README
😄 HappyNodeTokenizer
A basic Twitter aware tokenizer.
A Javascript port of HappyFunTokenizer.py by Christopher Potts and HappierFunTokenizing.py by H. Andrew Schwartz.
Install
npm install --save happynodetokenizer
UMD
, IIFE
, CJS
and ESM
builds are available in the ./dist
directory.
Usage
HappyNodeTokenizer exposes a function called tokenize()
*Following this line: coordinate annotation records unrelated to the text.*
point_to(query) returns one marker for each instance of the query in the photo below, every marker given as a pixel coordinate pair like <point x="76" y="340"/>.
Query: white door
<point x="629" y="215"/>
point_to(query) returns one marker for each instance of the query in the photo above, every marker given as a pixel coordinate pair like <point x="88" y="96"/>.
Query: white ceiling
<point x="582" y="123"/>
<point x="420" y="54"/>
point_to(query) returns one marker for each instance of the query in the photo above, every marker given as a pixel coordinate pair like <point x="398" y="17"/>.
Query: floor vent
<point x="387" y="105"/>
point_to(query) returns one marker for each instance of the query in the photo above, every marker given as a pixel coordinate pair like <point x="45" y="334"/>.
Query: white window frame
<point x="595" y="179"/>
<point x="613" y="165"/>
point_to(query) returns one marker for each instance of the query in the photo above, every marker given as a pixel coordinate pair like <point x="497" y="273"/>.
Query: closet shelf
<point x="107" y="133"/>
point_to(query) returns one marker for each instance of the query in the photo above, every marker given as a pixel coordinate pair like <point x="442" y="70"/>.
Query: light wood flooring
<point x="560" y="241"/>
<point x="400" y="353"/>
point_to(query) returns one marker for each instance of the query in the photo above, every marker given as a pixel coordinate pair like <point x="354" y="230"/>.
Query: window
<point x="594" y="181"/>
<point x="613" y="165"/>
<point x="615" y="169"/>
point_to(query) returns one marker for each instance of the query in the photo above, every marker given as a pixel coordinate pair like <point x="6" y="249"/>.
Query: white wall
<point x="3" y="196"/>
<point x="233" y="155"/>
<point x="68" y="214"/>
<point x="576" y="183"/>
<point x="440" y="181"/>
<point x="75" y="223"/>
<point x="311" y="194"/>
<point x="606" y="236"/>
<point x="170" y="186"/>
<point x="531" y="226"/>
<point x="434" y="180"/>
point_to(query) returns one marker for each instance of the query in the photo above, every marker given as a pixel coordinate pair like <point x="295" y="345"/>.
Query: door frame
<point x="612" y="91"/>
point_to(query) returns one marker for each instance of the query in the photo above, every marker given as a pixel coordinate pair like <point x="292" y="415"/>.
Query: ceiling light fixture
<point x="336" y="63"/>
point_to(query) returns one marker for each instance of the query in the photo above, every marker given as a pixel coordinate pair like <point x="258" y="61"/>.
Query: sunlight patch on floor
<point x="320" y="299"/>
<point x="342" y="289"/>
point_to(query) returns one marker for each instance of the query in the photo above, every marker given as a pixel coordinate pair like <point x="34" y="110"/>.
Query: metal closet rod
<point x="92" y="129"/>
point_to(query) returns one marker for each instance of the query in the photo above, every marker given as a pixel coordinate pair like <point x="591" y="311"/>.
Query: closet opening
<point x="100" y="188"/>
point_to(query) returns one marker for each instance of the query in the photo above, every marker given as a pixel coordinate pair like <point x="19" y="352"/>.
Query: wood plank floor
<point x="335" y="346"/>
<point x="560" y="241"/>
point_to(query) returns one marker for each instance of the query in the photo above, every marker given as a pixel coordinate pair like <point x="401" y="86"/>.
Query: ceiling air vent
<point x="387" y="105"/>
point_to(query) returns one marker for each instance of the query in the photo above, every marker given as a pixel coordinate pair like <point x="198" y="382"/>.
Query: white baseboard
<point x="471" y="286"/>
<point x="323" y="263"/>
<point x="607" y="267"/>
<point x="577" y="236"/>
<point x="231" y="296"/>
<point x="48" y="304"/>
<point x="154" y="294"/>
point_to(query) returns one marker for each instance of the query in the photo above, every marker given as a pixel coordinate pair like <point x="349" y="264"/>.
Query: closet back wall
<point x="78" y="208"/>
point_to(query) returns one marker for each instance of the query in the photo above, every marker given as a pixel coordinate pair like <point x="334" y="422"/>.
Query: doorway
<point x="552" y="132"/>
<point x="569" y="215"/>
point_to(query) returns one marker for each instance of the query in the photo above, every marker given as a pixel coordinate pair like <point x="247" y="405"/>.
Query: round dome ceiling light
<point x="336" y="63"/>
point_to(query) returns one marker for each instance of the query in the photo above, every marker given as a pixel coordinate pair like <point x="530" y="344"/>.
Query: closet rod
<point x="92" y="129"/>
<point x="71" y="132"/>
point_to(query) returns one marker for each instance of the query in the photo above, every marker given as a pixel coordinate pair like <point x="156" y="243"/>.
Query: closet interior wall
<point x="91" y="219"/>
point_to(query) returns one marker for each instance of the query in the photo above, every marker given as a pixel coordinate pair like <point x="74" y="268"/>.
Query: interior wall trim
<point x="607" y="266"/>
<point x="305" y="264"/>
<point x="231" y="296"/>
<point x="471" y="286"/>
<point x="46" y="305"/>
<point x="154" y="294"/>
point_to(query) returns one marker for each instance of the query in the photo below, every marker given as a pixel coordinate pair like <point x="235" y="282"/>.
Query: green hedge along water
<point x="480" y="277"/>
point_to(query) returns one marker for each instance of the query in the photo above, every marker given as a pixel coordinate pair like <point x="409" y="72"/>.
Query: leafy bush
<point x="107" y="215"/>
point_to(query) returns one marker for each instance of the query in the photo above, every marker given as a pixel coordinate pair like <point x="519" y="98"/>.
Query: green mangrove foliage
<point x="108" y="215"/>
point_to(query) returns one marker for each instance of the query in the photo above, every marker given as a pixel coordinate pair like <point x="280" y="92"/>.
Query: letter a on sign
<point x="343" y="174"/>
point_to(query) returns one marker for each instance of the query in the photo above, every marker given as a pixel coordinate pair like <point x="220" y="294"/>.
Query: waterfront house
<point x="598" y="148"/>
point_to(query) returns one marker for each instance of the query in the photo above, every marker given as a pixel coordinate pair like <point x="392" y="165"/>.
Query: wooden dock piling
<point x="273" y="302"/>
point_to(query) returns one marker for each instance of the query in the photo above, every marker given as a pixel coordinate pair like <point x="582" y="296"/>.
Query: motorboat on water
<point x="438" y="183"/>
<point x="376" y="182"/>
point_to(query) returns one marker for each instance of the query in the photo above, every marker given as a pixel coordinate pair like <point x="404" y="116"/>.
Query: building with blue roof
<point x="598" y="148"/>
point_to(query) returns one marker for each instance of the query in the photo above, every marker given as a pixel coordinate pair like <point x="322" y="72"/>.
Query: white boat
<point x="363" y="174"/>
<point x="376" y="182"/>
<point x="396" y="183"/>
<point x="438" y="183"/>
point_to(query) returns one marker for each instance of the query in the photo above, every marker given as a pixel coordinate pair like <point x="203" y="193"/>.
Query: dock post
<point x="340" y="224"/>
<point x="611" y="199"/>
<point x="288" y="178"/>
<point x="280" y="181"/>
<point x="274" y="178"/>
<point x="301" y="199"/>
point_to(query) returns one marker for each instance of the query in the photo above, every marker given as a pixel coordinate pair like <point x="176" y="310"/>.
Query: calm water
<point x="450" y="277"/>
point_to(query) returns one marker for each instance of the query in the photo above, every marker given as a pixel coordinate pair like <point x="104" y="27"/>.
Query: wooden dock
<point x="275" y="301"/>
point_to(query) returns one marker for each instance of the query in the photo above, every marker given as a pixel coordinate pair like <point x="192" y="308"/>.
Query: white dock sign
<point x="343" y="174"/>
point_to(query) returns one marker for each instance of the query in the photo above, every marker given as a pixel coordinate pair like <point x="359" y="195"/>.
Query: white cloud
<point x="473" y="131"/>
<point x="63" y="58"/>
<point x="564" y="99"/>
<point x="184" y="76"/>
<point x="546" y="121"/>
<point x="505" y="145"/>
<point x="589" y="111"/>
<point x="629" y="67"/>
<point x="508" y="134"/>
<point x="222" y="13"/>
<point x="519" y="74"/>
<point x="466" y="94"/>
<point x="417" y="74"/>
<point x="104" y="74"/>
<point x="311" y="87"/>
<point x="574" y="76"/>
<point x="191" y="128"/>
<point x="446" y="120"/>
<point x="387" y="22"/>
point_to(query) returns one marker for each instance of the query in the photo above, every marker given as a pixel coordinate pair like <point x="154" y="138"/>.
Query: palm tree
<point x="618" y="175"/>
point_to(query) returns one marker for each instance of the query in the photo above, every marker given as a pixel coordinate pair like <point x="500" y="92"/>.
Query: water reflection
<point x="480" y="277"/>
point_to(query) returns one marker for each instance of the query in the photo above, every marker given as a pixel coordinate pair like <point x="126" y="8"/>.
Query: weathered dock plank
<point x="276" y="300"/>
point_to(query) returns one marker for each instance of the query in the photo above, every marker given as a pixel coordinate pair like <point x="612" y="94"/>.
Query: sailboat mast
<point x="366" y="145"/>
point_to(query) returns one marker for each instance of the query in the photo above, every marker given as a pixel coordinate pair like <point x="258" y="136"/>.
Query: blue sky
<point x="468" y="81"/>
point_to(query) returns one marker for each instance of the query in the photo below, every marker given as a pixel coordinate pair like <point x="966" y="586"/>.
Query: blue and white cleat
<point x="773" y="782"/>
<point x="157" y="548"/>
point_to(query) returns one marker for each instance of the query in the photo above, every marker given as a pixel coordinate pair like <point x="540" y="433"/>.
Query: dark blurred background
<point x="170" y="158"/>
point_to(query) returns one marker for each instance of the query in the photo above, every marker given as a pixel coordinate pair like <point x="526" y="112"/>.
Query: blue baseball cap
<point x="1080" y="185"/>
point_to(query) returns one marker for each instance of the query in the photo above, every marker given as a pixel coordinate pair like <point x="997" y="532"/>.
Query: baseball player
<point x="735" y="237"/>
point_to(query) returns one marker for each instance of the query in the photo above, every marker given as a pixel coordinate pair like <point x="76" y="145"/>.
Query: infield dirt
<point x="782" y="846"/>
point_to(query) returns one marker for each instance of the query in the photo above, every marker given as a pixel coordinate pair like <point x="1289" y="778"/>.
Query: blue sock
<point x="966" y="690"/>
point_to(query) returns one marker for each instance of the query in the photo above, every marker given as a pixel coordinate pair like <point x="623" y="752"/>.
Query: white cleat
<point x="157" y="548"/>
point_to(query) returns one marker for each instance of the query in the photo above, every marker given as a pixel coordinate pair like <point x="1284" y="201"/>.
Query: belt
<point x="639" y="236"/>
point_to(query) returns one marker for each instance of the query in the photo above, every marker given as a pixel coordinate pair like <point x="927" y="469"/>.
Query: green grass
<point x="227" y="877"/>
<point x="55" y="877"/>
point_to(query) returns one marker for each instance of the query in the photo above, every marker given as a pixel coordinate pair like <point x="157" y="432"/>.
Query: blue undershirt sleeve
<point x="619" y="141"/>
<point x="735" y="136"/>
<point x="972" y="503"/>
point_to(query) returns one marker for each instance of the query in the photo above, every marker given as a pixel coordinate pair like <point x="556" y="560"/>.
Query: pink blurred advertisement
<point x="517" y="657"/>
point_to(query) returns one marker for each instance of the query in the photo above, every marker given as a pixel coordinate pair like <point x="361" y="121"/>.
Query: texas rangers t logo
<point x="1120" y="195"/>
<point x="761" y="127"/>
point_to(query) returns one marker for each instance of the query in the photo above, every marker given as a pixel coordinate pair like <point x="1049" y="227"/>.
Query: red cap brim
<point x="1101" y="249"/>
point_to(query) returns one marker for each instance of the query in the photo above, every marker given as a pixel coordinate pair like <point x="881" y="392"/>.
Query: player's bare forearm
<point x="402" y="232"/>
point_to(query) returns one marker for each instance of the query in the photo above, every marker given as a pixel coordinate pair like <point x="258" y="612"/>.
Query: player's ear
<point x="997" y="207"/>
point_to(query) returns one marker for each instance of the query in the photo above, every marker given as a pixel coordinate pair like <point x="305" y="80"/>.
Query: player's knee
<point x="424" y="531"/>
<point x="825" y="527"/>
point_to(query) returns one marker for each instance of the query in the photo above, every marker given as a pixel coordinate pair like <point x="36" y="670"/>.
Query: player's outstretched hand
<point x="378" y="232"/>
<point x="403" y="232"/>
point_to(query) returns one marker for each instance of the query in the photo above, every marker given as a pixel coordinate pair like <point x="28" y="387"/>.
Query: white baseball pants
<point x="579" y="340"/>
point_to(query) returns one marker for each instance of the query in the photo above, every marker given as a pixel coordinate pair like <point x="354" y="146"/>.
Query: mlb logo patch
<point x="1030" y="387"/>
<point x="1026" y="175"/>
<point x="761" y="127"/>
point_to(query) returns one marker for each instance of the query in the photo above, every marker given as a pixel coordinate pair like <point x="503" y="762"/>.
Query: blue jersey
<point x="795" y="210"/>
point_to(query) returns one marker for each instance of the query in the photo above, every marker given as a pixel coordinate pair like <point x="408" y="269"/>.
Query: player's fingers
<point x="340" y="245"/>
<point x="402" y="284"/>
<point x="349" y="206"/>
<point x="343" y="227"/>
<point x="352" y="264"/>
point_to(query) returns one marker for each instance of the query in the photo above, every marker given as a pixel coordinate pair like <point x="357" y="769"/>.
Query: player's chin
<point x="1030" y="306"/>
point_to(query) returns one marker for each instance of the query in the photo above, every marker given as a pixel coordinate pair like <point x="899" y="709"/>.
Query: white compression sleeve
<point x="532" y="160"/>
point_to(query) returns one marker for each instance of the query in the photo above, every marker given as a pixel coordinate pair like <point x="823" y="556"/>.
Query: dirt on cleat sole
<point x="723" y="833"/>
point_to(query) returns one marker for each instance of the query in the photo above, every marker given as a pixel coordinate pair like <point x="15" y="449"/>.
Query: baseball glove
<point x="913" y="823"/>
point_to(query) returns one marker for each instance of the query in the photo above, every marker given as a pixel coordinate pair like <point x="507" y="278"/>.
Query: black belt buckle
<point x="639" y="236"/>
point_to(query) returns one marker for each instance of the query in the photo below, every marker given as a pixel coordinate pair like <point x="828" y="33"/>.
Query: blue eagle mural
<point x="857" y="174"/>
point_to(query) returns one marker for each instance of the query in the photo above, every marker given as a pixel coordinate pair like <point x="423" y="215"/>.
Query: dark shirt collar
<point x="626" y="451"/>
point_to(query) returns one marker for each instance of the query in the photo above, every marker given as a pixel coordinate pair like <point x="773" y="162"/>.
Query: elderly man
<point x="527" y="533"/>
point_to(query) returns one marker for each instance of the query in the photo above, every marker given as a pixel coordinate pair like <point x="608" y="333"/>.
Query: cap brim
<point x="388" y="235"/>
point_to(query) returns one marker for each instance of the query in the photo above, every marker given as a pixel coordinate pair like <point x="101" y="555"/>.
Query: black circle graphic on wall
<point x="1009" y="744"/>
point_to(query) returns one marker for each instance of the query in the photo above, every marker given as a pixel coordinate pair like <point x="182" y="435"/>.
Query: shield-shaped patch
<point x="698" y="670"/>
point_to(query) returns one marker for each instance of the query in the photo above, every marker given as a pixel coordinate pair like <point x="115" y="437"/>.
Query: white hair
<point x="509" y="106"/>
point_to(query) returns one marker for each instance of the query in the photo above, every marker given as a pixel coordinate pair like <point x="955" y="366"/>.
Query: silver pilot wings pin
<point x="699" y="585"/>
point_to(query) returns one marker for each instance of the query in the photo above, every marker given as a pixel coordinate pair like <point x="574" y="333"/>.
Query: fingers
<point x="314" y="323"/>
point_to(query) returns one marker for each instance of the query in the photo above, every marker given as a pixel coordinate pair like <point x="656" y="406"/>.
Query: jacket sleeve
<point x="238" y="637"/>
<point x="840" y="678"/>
which takes up to 3 arguments: the input string to tokenize, an optional 'options' object (see below), and an optional callback function.
Example
import { tokenize } from 'happynodetokenizer'; // const tokenizer = require('happynodetokenizer'); can also be used
const text = 'A big long string of text...';
const opts = {
'mode': 'stanford',
'normalize': false,
'preserveCase': false,
'tag': false,
};
const tokens = tokenize(text, opts);
console.log(tokens)
Output Examples
Default (opts.tag = false)
Input = "RT @ #happyfuncoding: this is a typical Twitter tweet :-)"
Output =
['rt', '@', '#happyfuncoding', ':', 'this', 'is', 'a', 'typical', 'twitter', 'tweet', ':-)']
opts.tag = true
Input = "RT @ #happyfuncoding: this is a typical Twitter tweet :-)"
Output =
[
{ value: 'rt', tag: 'word' },
{ value: '@', tag: 'punct' },
{ value: '#happyfuncoding', tag: 'hashtag' },
{ value: ':', tag: 'punct' },
{ value: 'this', tag: 'word' },
{ value: 'is', tag: 'word' },
{ value: 'a', tag: 'word' },
{ value: 'typical', tag: 'word' },
{ value: 'twitter', tag: 'word' },
{ value: 'tweet', tag: 'word' },
{ value: ':-)', tag: 'emoticon' }
]
See tags below for more detail.
The Options Object
The options object and its properties are optional. The defaults are:
{
'mode': 'stanford',
'normalize': false,
'preserveCase': false,
'tag': false,
};
mode
string - valid options: stanford
(default), or dlatk
stanford
mode uses the original HappyFunTokenizer pattern. See Github.
dlatk
mode uses the modified HappierFunTokenizing pattern. See Github.
normalize
boolean - valid options: "NFC" | "NFD" | "NFKC" | "NFKD" (default = undefined)
Normalize strings. E.g. when set, mañana becomes manana.
preserveCase
boolean - valid options: true
, or false
(default)
Preserves the case of the input string. Does not affect emoticons.
tag
boolean - valid options: true
, or false
(default)
Return an array of tagged token objects instead of just an array of tokens
true
= return an array of token objects: [ {value: 'token', tag: 'word' }, ... ]false
= return an array of tokens: [ 'token', 'another', 'word', ... ]
Tags
When opts.tag === true
, HappyNodeTokenizer will output an array of token objects. Each token object has two properties: value
and tag
. The value
is the token itself, the tag
is a descriptor based on one of the following depending on which opt.mode
you are using:
Tag | Stanford | DLATK | Example |
---|---|---|---|
phone | :heavy_check_mark: | :heavy_check_mark: | +1 (800) 123-4567 |
url | :x: | :heavy_check_mark: | http://www.youtube.com |
url_scheme | :x: | :heavy_check_mark: | http:// |
url_authority | :x: | :heavy_check_mark: | [0-3] |
url_path_query | :x: | :heavy_check_mark: | /index.html?s=search |
htmltag | :x: | :heavy_check_mark: | <em class='grumpy'> |
emoticon | :heavy_check_mark: | :heavy_check_mark: | >:( |
username | :heavy_check_mark: | :heavy_check_mark: | @phughesmcr |
hashtag | :heavy_check_mark: | :heavy_check_mark: | #tokenizing |
punct | :heavy_check_mark: | :heavy_check_mark: | , |
word | :heavy_check_mark: | :heavy_check_mark: | hello |
<UNK> | :heavy_check_mark: | :heavy_check_mark: | (anything left unmatched) |
Testing
To compare the results of HappyNodeTokenizer against HappyFunTokenizer and HappierFunTokenizing, run:
npm run test
The goal of this project is to provide a Node.js port of HappyFunTokenizer and HappierFunTokenizing. Therefore, any pull requests with test failures will not be accepted.
License
(C) 2017-21 P. Hughes. All rights reserved.
Shared under the Creative Commons Attribution-NonCommercial-ShareAlike 3.0 Unported license.